It’s only been a few days, but I’m already wondering when you’re coming back.

  From: Macy Lea Sorensen

  Date: September 1, 8:07 PM

  To: Elliot P.

  Subject: re: Miss you

  I think this weekend. I went over to Nikki’s this afternoon, and Danny was there. They were playing video games, and were having so much fun, and all I could think was that I wanted you to be there.

  From: Macy Lea Sorensen

  Date: September 1, 8:12 PM

  To: Elliot P.

  Subject: re: Miss you

  Crap. Dad says we can’t this weekend, but maybe the weekend after. School starts on Tuesday and he wants to get a few things done here this weekend.

  From: Elliot P.

  Date: September 1, 9:18 PM

  To: Macy Lea Sorensen

  Subject: re: Miss you

  I think it’s probably a good idea if we just try to keep our heads down during the week. It’s going to be too hard, otherwise. I’m going crazy.

  From: Macy Lea Sorensen

  Date: September 1, 9:22 PM

  To: Elliot P.

  Subject: re: Miss you

  Do you think this is a bad idea? Being together?

  My phone rang in my hand, Elliot’s picture popping up on the screen. I had taken it only a week prior, when he was standing on a mossy rock in the woods behind our houses and staring up at the trees, trying to identify a bird he’d seen. In the photo, the sun caught him in profile, accentuating his jaw and the definition of his chest beneath his shirt.

  My heart was pounding so hard, and when I answered, my voice came out thick. “Hello?”

  “Macy, no,” he said immediately. “That’s not what I mean.”

  I nodded, staring at my wall, and the glossy poster of a unicorn there, which I’d had since I was eight and never bothered to take down. “Okay.”

  “I just mean,” he said quietly, “that we’ll drive ourselves nuts emailing every ten minutes every day of the week.”

  I sat down on my bed, kicking off my sneakers. “You’re right, of course.

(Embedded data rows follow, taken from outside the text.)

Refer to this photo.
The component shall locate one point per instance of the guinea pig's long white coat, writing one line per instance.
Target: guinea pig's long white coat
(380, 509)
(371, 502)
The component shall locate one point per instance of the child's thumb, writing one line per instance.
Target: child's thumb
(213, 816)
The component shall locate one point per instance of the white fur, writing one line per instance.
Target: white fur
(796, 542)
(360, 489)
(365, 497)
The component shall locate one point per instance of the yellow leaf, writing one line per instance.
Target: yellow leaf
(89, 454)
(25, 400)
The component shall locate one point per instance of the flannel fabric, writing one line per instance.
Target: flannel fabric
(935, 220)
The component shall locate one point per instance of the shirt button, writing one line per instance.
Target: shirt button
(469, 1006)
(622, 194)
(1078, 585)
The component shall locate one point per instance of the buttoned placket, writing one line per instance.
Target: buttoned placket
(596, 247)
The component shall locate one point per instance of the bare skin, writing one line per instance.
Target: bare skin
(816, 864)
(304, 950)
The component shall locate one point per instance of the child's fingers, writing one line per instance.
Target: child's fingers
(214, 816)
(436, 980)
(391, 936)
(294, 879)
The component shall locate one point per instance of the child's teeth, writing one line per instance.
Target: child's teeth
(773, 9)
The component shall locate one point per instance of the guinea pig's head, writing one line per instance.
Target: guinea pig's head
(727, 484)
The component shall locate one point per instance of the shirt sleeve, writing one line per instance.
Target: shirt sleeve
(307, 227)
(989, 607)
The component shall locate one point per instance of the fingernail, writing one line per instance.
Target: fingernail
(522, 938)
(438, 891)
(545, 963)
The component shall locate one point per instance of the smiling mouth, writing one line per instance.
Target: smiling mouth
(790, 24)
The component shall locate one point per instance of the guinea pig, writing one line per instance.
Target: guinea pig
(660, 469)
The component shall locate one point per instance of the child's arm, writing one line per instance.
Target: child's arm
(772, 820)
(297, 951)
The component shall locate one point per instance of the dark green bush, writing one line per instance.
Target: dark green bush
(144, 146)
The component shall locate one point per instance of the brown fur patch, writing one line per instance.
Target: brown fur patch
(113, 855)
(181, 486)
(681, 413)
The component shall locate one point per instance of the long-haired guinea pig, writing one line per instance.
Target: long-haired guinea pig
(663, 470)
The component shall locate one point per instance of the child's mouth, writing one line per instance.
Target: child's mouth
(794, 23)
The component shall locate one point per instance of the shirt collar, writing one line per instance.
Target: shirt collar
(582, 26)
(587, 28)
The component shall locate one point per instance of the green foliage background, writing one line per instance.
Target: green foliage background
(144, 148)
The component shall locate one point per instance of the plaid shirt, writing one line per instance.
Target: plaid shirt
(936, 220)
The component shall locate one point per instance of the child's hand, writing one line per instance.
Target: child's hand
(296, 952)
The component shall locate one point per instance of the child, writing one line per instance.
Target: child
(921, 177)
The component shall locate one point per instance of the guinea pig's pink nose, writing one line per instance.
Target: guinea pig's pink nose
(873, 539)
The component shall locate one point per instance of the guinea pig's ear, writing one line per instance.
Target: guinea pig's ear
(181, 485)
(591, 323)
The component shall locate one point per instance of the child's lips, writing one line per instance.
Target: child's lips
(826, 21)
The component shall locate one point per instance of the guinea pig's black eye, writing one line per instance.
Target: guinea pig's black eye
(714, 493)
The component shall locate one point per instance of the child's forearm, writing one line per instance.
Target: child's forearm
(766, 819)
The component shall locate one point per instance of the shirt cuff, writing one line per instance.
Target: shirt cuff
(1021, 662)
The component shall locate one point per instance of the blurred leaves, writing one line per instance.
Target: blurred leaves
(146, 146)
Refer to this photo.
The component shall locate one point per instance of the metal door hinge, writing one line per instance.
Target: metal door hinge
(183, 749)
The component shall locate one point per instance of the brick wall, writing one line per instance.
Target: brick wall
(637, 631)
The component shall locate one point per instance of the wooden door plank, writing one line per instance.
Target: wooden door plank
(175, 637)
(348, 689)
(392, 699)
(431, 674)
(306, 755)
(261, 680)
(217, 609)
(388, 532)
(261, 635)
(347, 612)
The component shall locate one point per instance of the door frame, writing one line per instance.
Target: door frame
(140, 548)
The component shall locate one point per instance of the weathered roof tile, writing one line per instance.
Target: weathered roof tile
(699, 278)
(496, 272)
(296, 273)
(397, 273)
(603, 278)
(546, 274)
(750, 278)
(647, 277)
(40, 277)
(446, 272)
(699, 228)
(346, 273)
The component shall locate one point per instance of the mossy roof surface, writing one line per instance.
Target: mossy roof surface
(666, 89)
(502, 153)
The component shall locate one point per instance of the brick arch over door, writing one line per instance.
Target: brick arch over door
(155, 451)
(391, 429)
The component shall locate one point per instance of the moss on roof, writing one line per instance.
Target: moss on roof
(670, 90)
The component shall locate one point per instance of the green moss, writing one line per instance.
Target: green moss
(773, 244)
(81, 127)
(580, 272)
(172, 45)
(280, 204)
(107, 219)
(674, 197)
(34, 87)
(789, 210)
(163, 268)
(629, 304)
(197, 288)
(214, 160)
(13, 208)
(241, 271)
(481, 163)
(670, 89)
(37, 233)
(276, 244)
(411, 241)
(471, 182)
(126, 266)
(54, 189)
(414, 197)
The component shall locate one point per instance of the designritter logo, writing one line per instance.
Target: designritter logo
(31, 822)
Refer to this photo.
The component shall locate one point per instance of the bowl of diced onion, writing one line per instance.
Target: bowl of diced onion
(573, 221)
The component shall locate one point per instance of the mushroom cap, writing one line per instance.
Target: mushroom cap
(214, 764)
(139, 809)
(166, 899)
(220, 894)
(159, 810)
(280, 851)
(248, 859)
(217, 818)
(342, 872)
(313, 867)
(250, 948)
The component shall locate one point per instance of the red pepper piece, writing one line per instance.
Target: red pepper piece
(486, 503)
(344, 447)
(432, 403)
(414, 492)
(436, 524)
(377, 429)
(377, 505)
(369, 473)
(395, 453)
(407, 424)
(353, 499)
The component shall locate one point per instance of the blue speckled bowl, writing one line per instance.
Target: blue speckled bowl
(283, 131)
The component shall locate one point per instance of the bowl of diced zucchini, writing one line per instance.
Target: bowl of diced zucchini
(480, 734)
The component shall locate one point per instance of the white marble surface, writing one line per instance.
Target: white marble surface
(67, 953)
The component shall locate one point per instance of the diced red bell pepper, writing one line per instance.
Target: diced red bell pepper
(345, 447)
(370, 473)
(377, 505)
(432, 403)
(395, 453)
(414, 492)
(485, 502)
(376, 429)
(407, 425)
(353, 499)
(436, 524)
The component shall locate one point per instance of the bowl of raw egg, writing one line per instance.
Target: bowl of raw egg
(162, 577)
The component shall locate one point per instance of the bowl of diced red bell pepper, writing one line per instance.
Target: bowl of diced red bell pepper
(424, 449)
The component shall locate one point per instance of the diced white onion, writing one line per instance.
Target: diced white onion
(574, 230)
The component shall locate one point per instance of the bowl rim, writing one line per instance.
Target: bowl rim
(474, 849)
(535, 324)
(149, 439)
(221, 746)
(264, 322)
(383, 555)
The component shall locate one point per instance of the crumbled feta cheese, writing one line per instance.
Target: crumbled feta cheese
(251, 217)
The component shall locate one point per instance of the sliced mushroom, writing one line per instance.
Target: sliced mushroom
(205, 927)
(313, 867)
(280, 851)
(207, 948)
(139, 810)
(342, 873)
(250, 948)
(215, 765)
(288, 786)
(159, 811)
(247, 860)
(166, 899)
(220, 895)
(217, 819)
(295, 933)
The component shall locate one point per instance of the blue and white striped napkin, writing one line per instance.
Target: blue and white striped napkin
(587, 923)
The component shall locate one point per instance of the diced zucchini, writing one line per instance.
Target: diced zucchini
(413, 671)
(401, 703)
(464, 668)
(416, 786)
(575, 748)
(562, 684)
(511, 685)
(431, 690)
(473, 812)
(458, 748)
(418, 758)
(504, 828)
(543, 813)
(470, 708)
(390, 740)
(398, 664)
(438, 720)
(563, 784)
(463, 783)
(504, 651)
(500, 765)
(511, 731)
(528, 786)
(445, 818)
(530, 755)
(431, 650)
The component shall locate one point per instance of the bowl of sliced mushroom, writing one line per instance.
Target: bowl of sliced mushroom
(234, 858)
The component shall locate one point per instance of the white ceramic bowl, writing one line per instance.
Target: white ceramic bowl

It just feels different now. Scarier to be apart.”

  “It’s not different.” He seemed out of breath, like he was jogging upstairs. “We’ve always felt this way. I’m here. You’re there. Just like before, we still belong to each other.”

  “Okay.”

  “And when you come up,” he said, and I heard a door close in the background, “we’ll spend as much time together as we can.”

  I curled into my pillow, cupping the phone close. “I just want to kiss you tonight,” I whispered. “I just want you here, beside me, kissing me.”

  He groaned and then went quiet, and my heart felt twisted inside my chest, aching.

  “Mace,” he said. “It’s all I want to do, too.”

  We fell into silence then, and I wondered if he would let me fall asleep with him on the phone, later. My hand slid beneath my shirt, feeling the warmth of my stomach, imagining his palm there.

  “It’s only one more year that it has to be like this,” he said, finally. “Think about that. We’re graduating in the spring. Our lives won’t be separate anymore. It will go by so fast, and then we can be together, for real.”

  now

  sunday, december 31

  I

  step out of my room at the modest L&M Motel and into the sharp glare of the winter sun on asphalt. Shielding my eyes with a hand, I manage to see Elliot only ten feet away, leaning against the driver’s-side door and holding a small bouquet of scraggly wildflowers. I’m immediately reminded of every teen romance hero at the sight of him straightening, staring.

  After thirty-seven days, my eyes are thirsty, too, chugging down every inch of what he looks like in a tux, his hair neatly combed, face smooth with a close shave.

  We’ve texted a few times since Thanksgiving, and talked on the phone a little bit here and there when I had a question about the attire for the wedding, or when he wanted to check to see where to pick me up today, but I haven’t seen him since he bent to kiss my cheek at his front door, our bellies full of turkey and wine, and looked at me meaningfully for three quiet breaths.

  “Give me a chance,” he’d said.

  I’d promised I would. The question was whether he’d still want one, once he heard what I had to say.

  I celebrated my Christmas on December 22 with Sabrina, Dave, and Viv. Just watching them from a kitchen stool, sipping my wine, it was easy to see their rituals taking shape: the Canadian Brass Christmas album played on a loop; Dave baked up a store’s worth of Christmas cookies; Sabrina went to the living room, stringing tiny white lights all around their enormous tree. It was just one more tiny stab of awareness like those I’d been having all month, listening to colleagues share what they’d planned to do in their off-hours: parties, reunions, baking, flights out of town.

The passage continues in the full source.